# Connecting separated internet locations with a LAN



## gajus (Sep 29, 2010)

Hi,

I would like to connect 4 locations. (total distance = 500 meter) 2 Locations already have an internet connection. I would like to connect these 4 locations with a gigabit LAN and share internet.

I was wondering if this is possible and what kind of firewalls I need.

This is what I had in mind:

Please feel free to share your thougths!

My budget is limited.







Thanks for your help!


----------



## tommyj27 (Oct 1, 2010)

Sharing Internet access should definitely be doable. Your network diagram doesn't look quite right (or I'm not understanding something). Does this diagram represent your current configuration, or the topology that you would like to build?


----------



## triumdh (Oct 2, 2010)

A few comments.
Cat 5e should not exceed 100m in any one horizontal run.
You could achieve this with one router/firewall and vlans (requires managed switches) to save money and administration (beware: certain level of layer 2 and 3 knowledge required).


----------



## SirDice (Oct 4, 2010)

There are different networks all sharing the same 192.168.1.0/24 network. This will not work without some serious effort and should generally be avoided. I suggest getting in touch with someone that understands networking and how to subnet everything.

And yes, you may end up renumbering everything. Not uncommon when 2 or more businesses merge. I had to do it several times for different employers.


----------



## gajus (Oct 10, 2010)

Thank you for your comments! I do appreciate that! 

I have no professional experience in building a computer network - sorry.

The drawing I made should give you an idea of what I would like to do. 
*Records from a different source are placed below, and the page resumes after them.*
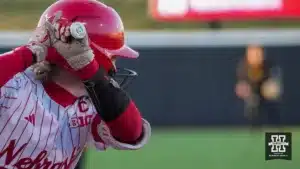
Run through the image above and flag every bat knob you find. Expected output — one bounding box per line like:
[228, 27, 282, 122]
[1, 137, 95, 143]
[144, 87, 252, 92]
[70, 22, 87, 39]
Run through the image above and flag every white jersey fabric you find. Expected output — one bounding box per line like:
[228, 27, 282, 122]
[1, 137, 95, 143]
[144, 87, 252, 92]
[0, 69, 151, 169]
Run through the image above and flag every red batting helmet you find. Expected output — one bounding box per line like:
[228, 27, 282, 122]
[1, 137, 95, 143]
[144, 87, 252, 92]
[38, 0, 138, 88]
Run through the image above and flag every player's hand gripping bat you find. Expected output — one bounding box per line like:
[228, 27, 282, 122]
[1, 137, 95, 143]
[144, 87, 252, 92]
[28, 10, 91, 80]
[44, 11, 95, 77]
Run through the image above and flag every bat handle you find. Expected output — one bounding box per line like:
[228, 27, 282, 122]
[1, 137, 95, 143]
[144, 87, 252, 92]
[70, 22, 87, 40]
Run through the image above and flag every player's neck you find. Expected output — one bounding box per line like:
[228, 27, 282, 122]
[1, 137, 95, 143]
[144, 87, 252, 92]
[49, 68, 88, 97]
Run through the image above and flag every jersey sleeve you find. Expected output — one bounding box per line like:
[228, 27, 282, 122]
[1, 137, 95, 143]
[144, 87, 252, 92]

At this moment I have connected 3 locations, but 
1) they don't share multiple internet connections (when I connect the 4th location I would like to share both internet connections)
2) all computers/devices use the same IP range 192.168.1.x

I have already connected 3 locations with a CAT 5e cable, but no security is implemented

So to recap; this is what I would like to do:
1) share 2 or more internet connections from different locations
2) provide some security
3) share some recources to all locations (camera servers, file servers, web servers, ...)
4) if possible, I like to keep 2 locations in the same subnet because they need to be connected. All other locations should have their own subnet or ip range. (if possible)
6) share all access points (or at least as many as possible)
7) only use 1 DHCP server (if possible)

I don't really care about what ip ranges I should choose for. I only mentioned the ip addresses to indicate that 
 - most locations should not be able to communicate with each other
 - some devices should be shared like access points and a camera server

Finally, if all works well, I would like to add more additional locations.

I guess my main problem is that I don't know what options I have, what kind and how many firewalls or routers I need.

Thank you for all your help!


----------



## aragon (Oct 10, 2010)

gajus said:
			
		

> I have no professional experience in building a computer network - sorry.
> [..]
> I guess my main problem is that I don't know what options I have, what kind and how many firewalls or routers I need.


Frankly no, your main problem is that you're asking for a lot in an inappropriate place.  This is the FreeBSD forum - do you have FreeBSD specific questions?

For general networking there are professionals who can help you.  You can try looking here for starters.


----------



## DutchDaemon (Oct 11, 2010)

Aragon is right. 

You can't expect FreeBSD users who are here giving up free time to help out other FreeBSD users to play the role of (unpaid) network architects for your organisation, when there is in fact no sign of you even using or considering to use FreeBSD anywhere for anything. 

Once you have a proper network design implemented and are using (or planning to use) FreeBSD in it, come see us again. 

As it stands now, this is still _way_ too general/abstract for any FreeBSD-specific advice to make sense. All we can say is: "Yes, you can use FreeBSD for routing, or PF/IPFW for firewalling". Which is pretty bland 'advice' at this stage.


----------



## gordon@ (Oct 11, 2010)

I will tell you it will be unlikely that you will be able to have any sort of load balanced redundant network solution if you are using DSL and Cable modems. To have redundant uplinks to multiple providers requires you to have an AS number and BGP sessions. If you don't know what that means, you are way in over your head.


----------